Le gouvernement Arizona est tombé d’accord sur un avant-projet de loi permettant de dissoudre des organisations extrémistes ou radicales. Samidoun est systématiquement cité, alors que d’autres groupes répondent aux critères.

Un petit supplément s’est glissé dans la communication du gouvernement et de son accord de l’été, sans pour autant faire partie de celui-ci: un avant-projet de loi interdisant l’activité d’organisations radicales et extrémistes. C’est Bart De Wever qui a vendu la mèche en commission Intérieur, ce jeudi, alors que (presque tout) le monde politique était en vacances depuis lundi. Le Premier ministre a quelque peu grillé la priorité au ministre en charge du dossier, Bernard Quintin (MR), et ce n’est pas anodin.

En effet, en s’expliquant sur cet avant-projet de loi, l’Anversois n’a cité que le nom de l’association Samidoun. D’autres organisations répondraient pourtant à ces critères d’interdiction, ceux-ci englobant notamment la participation directe ou le soutien logistique, matériel ou financier à des actes de violence, de sabotage et d’attentats; la promotion ou diffusion de contenus justifiant des actes terroristes; l’infiltration d’institutions publiques par ces groupes ou la diffusion répétée de contenus ou de slogans incitant à la haine ou à la violence envers certains publics.

Ce n’est pas la première fois que l’Arizona cible directement Samidoun puisque, encore embryonnaire, le gouvernement nommait déjà l’organisation dans sa déclaration de politique générale et promettait de la dissoudre. De quoi s’agit-il? D’un réseau de solidarité aux prisonniers palestiniens, plaidant pour un Etat palestinien pluraliste et laïc, et qui est à l’initiative des manifestations quotidiennes dans le centre de Bruxelles en soutien à la Palestine. Sauf que ce collectif est visé par un rapport de l’Ocam (Organe de Coordination et d’Analyse de la Menace), et que l’Office des étrangers a demandé au Commissariat général aux réfugiés et aux apatrides de retirer le statut de réfugié palestinien au leader du mouvement, Mohammed Khatib. Le ministre de l’Intérieur range d’ailleurs Samidoun parmi les proches des Frères musulmans, tandis qu’en Allemagne, l’organisation a été dissoute parce qu’elle soutiendrait le Hamas.

Dissoudre Samidoun, «c’est un peu la tendance actuelle»

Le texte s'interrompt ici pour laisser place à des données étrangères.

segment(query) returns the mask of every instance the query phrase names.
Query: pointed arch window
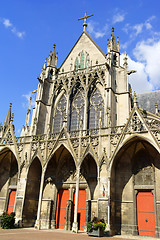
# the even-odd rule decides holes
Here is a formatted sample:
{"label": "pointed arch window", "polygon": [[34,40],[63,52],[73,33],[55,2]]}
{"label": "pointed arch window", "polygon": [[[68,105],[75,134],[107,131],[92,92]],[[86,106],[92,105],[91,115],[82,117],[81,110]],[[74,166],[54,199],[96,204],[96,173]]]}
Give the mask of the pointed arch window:
{"label": "pointed arch window", "polygon": [[80,121],[84,119],[84,93],[80,88],[73,98],[70,106],[70,131],[79,130]]}
{"label": "pointed arch window", "polygon": [[99,128],[101,117],[102,127],[104,126],[104,100],[100,91],[95,88],[89,95],[88,106],[88,129]]}
{"label": "pointed arch window", "polygon": [[81,53],[81,62],[80,62],[80,68],[84,68],[84,52]]}
{"label": "pointed arch window", "polygon": [[90,57],[89,55],[87,55],[86,57],[86,67],[89,67],[90,66]]}
{"label": "pointed arch window", "polygon": [[75,71],[78,70],[79,67],[79,61],[78,61],[78,57],[76,58],[76,62],[75,62]]}
{"label": "pointed arch window", "polygon": [[53,132],[61,131],[65,113],[66,113],[66,96],[63,95],[55,109]]}

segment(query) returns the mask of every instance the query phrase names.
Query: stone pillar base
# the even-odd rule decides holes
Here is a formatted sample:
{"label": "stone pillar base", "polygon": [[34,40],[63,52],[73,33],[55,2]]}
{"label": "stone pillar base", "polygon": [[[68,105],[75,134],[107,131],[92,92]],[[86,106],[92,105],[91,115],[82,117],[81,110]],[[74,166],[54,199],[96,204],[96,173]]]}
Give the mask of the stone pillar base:
{"label": "stone pillar base", "polygon": [[78,233],[78,222],[73,222],[72,232]]}
{"label": "stone pillar base", "polygon": [[16,226],[16,227],[20,227],[20,228],[23,227],[23,226],[22,226],[22,219],[16,218],[16,220],[15,220],[15,226]]}
{"label": "stone pillar base", "polygon": [[36,220],[34,227],[36,229],[40,230],[41,229],[41,221],[40,220]]}

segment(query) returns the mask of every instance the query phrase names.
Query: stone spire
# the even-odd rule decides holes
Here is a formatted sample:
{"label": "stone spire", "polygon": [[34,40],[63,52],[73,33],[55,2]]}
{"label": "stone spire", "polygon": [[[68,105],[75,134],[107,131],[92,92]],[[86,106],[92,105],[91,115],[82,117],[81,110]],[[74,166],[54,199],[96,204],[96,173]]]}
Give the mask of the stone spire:
{"label": "stone spire", "polygon": [[83,23],[83,32],[86,32],[86,27],[87,27],[87,21],[86,21],[86,20],[87,20],[87,18],[92,17],[92,16],[93,16],[93,14],[87,16],[87,11],[85,11],[85,15],[84,15],[84,17],[78,19],[78,20],[82,20],[82,19],[84,19],[84,23]]}
{"label": "stone spire", "polygon": [[155,114],[158,114],[158,104],[155,103]]}
{"label": "stone spire", "polygon": [[124,53],[123,60],[124,60],[123,67],[127,69],[128,68],[128,62],[127,62],[127,53],[126,53],[126,51]]}
{"label": "stone spire", "polygon": [[137,95],[136,95],[135,92],[134,92],[134,95],[133,95],[133,105],[134,105],[134,107],[138,107]]}
{"label": "stone spire", "polygon": [[52,55],[51,55],[51,66],[52,67],[56,67],[56,54],[55,54],[55,47],[56,44],[53,44],[53,51],[52,51]]}
{"label": "stone spire", "polygon": [[111,50],[117,51],[117,43],[116,43],[116,38],[114,36],[114,27],[112,27],[110,45],[111,45]]}
{"label": "stone spire", "polygon": [[8,113],[7,113],[6,118],[5,118],[4,122],[3,122],[3,126],[2,126],[3,131],[10,124],[10,121],[11,121],[11,107],[12,107],[12,103],[10,103],[10,105],[9,105]]}
{"label": "stone spire", "polygon": [[29,119],[30,119],[30,114],[31,114],[31,101],[32,101],[32,97],[30,97],[30,101],[29,101],[29,106],[28,106],[28,110],[27,110],[25,127],[29,126]]}

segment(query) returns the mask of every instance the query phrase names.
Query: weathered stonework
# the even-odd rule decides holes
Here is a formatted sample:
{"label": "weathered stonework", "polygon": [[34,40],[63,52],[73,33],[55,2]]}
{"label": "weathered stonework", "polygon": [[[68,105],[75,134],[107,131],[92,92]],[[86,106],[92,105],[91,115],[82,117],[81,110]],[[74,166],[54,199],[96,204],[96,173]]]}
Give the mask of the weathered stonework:
{"label": "weathered stonework", "polygon": [[160,116],[138,107],[128,85],[133,71],[126,53],[123,67],[119,56],[114,29],[105,54],[85,25],[60,68],[54,45],[38,78],[31,125],[30,104],[16,137],[10,106],[0,132],[0,214],[16,190],[20,227],[77,232],[98,216],[110,234],[135,235],[137,194],[150,192],[160,236]]}

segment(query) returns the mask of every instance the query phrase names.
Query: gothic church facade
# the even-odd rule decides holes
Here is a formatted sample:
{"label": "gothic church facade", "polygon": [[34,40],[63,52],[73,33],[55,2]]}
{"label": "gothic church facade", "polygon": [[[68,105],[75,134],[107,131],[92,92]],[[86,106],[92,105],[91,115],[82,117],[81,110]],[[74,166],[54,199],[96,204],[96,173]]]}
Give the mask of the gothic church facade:
{"label": "gothic church facade", "polygon": [[[85,14],[86,16],[86,14]],[[0,214],[20,227],[86,231],[93,216],[110,234],[160,236],[160,115],[139,107],[120,65],[114,28],[107,53],[83,32],[57,68],[45,60],[29,125],[0,131]]]}

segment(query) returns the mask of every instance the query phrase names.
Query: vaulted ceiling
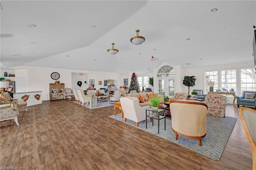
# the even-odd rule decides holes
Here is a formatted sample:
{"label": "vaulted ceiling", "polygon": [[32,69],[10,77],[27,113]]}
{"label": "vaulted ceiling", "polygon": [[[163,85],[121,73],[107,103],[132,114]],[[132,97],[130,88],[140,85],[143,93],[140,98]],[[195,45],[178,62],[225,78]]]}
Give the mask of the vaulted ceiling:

Ceci dit, les manifestations organisées par Samidoun sur le sol belge sont pacifistes, et l’Ocam a rédigé des rapports aussi bien sur le collectif écologiste radical Code Rouge, le réseau cybercriminel de recrutement et de propagande nazie dit «764» ou encore Stop Arming Israël. Alors, pourquoi nommer Samidoun, en particulier? Contacté, le cabinet De Wever n’a pas donné suite. Mais il se dit en coulisses que la question de la lutte contre l’antisémitisme est particulièrement prégnante à Anvers, ville historique du Premier ministre.

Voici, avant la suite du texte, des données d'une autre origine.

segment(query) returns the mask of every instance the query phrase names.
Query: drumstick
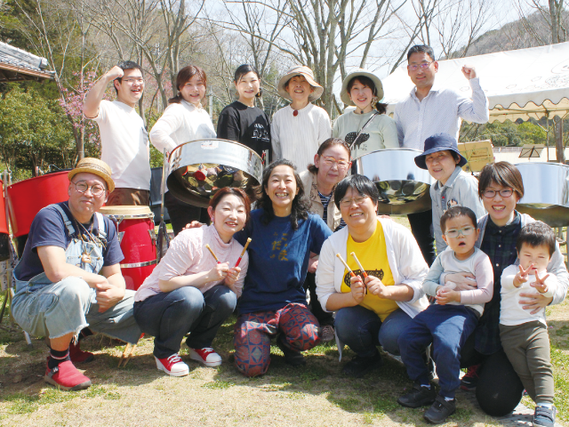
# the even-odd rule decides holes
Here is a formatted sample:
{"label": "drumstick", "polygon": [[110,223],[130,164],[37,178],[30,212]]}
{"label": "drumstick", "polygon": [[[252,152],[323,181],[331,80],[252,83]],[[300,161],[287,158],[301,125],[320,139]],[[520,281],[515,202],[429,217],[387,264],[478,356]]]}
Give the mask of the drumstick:
{"label": "drumstick", "polygon": [[[365,270],[364,270],[364,267],[362,267],[362,264],[360,263],[359,260],[357,259],[357,257],[356,256],[356,253],[352,252],[350,254],[350,255],[352,255],[352,257],[354,258],[354,260],[356,261],[356,263],[357,264],[357,266],[359,267],[359,270],[362,272],[362,274],[364,275],[364,278],[367,278],[367,273],[365,272]],[[367,286],[365,286],[365,294],[367,294]]]}
{"label": "drumstick", "polygon": [[[239,255],[239,259],[237,259],[237,262],[235,263],[235,267],[239,267],[239,262],[241,262],[241,258],[243,258],[243,255],[245,254],[245,251],[247,250],[247,246],[249,246],[250,243],[251,243],[251,238],[247,238],[247,243],[245,243],[245,246],[243,248],[243,252]],[[235,269],[235,267],[234,267],[234,269]]]}
{"label": "drumstick", "polygon": [[220,260],[217,259],[217,256],[215,256],[215,254],[213,254],[213,251],[212,250],[212,248],[210,247],[209,245],[205,244],[205,247],[207,247],[207,250],[210,251],[210,253],[212,254],[212,255],[213,255],[213,258],[215,258],[215,261],[217,261],[218,264],[220,264],[221,262],[220,262]]}
{"label": "drumstick", "polygon": [[336,254],[336,256],[338,257],[338,259],[339,259],[340,261],[341,261],[341,263],[342,263],[342,264],[344,264],[344,266],[346,267],[346,270],[348,270],[348,271],[349,271],[349,275],[350,275],[352,278],[355,278],[355,277],[356,277],[356,275],[354,274],[354,272],[352,271],[352,270],[351,270],[351,269],[349,268],[349,266],[348,265],[348,262],[346,262],[344,261],[344,259],[341,257],[341,255],[340,254]]}

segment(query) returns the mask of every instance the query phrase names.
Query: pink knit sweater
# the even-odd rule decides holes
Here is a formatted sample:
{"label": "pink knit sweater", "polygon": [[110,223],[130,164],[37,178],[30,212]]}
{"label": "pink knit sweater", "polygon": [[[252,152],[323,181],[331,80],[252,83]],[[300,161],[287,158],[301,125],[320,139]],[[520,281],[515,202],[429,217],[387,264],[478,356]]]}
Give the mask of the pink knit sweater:
{"label": "pink knit sweater", "polygon": [[[229,243],[224,243],[212,225],[185,230],[174,238],[165,256],[136,291],[134,301],[144,301],[148,296],[162,292],[158,280],[170,280],[178,276],[208,271],[215,267],[217,262],[205,247],[206,244],[210,246],[221,262],[229,262],[229,268],[235,265],[241,251],[243,251],[243,246],[234,238]],[[249,255],[245,253],[239,264],[241,268],[239,279],[235,284],[237,296],[241,295],[248,266]],[[220,283],[221,281],[208,282],[199,290],[204,294]]]}

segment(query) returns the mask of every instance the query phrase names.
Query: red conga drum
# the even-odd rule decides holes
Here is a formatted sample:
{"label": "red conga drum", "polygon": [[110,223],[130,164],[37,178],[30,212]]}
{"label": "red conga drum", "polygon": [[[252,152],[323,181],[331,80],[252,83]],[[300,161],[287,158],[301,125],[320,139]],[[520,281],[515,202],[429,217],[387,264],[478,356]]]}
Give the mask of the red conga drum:
{"label": "red conga drum", "polygon": [[21,256],[28,233],[37,213],[53,203],[69,198],[68,188],[69,171],[46,173],[12,184],[6,189],[8,215],[12,233],[18,242],[18,254]]}
{"label": "red conga drum", "polygon": [[100,212],[118,226],[121,271],[126,288],[136,291],[156,266],[154,214],[148,206],[103,206]]}
{"label": "red conga drum", "polygon": [[[4,189],[4,182],[0,180],[0,189]],[[6,205],[4,201],[4,190],[0,197],[0,261],[10,258],[10,234],[6,222]]]}

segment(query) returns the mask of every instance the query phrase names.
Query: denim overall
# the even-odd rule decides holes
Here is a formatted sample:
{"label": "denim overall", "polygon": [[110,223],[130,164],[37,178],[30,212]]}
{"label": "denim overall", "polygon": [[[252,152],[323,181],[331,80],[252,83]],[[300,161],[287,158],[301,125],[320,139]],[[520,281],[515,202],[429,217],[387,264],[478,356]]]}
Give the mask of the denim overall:
{"label": "denim overall", "polygon": [[[71,222],[71,221],[69,221],[69,218],[66,214],[65,211],[61,208],[61,206],[60,206],[59,205],[52,205],[48,207],[55,207],[60,212],[60,214],[63,217],[65,227],[67,228],[69,236],[77,236],[71,240],[67,249],[65,250],[65,262],[68,264],[79,267],[80,269],[84,270],[89,273],[99,274],[99,271],[100,271],[100,269],[102,269],[104,262],[102,247],[91,241],[83,242],[80,238],[78,238],[78,233],[80,233],[81,230],[77,230],[77,232],[76,233],[73,223]],[[97,217],[97,224],[99,226],[99,238],[107,240],[107,233],[105,230],[105,222],[103,221],[103,215],[96,212],[95,216]],[[84,262],[82,261],[81,258],[84,252],[91,257],[91,262]],[[14,271],[16,269],[14,269]],[[53,284],[53,282],[47,278],[47,276],[44,272],[33,277],[31,279],[29,279],[29,281],[18,280],[18,278],[16,278],[14,275],[13,280],[16,288],[16,294],[19,294],[22,292],[26,294],[31,294],[32,292],[37,291],[38,289]],[[96,294],[94,289],[92,289],[92,294],[93,297],[92,298],[92,302],[96,303]]]}
{"label": "denim overall", "polygon": [[[73,223],[63,209],[57,205],[52,206],[61,214],[68,235],[76,236]],[[98,213],[95,216],[99,238],[106,239],[103,216]],[[84,251],[91,257],[91,262],[81,260]],[[102,248],[92,242],[84,243],[74,238],[65,255],[68,263],[90,273],[99,273],[103,266]],[[41,273],[29,281],[14,278],[14,284],[17,293],[12,300],[12,313],[21,328],[31,335],[54,339],[73,334],[76,337],[84,327],[89,326],[93,333],[131,343],[136,343],[140,336],[140,328],[132,314],[134,291],[125,291],[121,301],[100,312],[95,289],[80,276],[69,276],[53,283],[45,273]]]}

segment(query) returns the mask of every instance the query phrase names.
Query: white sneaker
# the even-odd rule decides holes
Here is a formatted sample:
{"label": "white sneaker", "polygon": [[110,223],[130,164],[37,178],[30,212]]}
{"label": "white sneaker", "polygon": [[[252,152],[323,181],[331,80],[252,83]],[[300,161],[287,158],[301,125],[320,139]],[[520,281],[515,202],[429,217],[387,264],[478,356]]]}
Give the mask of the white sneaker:
{"label": "white sneaker", "polygon": [[158,359],[156,356],[156,367],[172,376],[184,376],[189,374],[189,367],[186,365],[178,353],[169,358]]}
{"label": "white sneaker", "polygon": [[212,348],[189,349],[189,359],[197,360],[206,367],[219,367],[221,365],[221,356],[217,354]]}

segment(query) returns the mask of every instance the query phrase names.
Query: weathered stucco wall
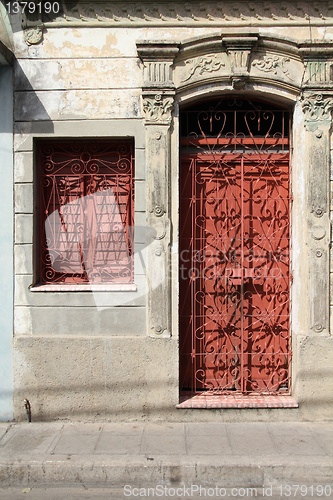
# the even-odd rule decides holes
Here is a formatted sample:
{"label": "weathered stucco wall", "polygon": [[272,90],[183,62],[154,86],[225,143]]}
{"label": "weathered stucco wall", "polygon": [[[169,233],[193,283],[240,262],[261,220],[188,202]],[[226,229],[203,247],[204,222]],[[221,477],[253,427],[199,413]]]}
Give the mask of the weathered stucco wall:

«Il n’est pas vraiment étonnant que le gouvernement Arizona hausse le ton de la sorte, commente le juriste, philosophe et docteur en sciences juridiques du Crisp (Centre de recherche et d’information socio-politiques), Vincent Lefebve. C’est un peu la tendance actuelle, de croiser la question de la sécurité à celle de l’islamisme, c’est un marqueur d’une droite plus dure assez conforme à la campagne menée par Georges-Louis Bouchez également.» Le chercheur pointe tout de même le manque de précision dans la communication gouvernementale qui ne définit pas les contours du terrorisme, «qui n’existe pas de manière unanime en droit international», et l’absence de possibilité de recours jusqu’ici. «On sent cependant que Gaza est en filigrane dans le texte.»

«C’est le même Premier ministre qui refuse de dire « vive la Belgique » qui nous vise, répond Mohammed Khatib. Il est plus le représentant d’Israël que de la population belge.» Le militant ne se dit pas étonné d’une telle stratégie de Bart De Wever, et affirme qu’il protège des intérêts économiques entre la Belgique et l’Etat hébreu. «Il est important de rappeler que nous ne sommes appelés par aucune Cour ou tribunal. Nous utiliserons tous les moyens légaux et démocratiques contre cette décision. Pour nous comme pour toutes les organisations concernées, pas uniquement celles en lien avec la Palestine. Les mouvements écologistes, LGBTQIA+ ou en soutien à la Palestine souffrent tous de la même manière contre la politique d’extrême droite menée par une équipe dans laquelle on retrouve Theo Francken

Vincent Lefebve est d’avis que certaines organisations adoptent les codes des droits de l’Homme pour saper la démocratie de l’intérieur. Néanmoins, toucher à la liberté d’association doit se faire en regard de la Convention européenne des droits de l’homme, rappelle le chercheur. «Si le pouvoir exécutif peut décider seul d’interdire certaines organisations, c’est une grosse nouveauté. Il y a la possibilité d’instrumentaliser certains aspects dans un positionnement politique ou idéologique. Cela renforcerait encore un peu plus le pouvoir exécutif alors que la démocratie s’appuie sur un équilibre des pouvoirs. Si, dans un scénario loufoque, le Belang arrivait au pouvoir, cet outil pourrait s’avérer très dangereux.» A noter par ailleurs que le texte prévoit de ne pas interdire d’organisations politiques, syndicales, philosophiques, philanthropiques ou encore religieuses.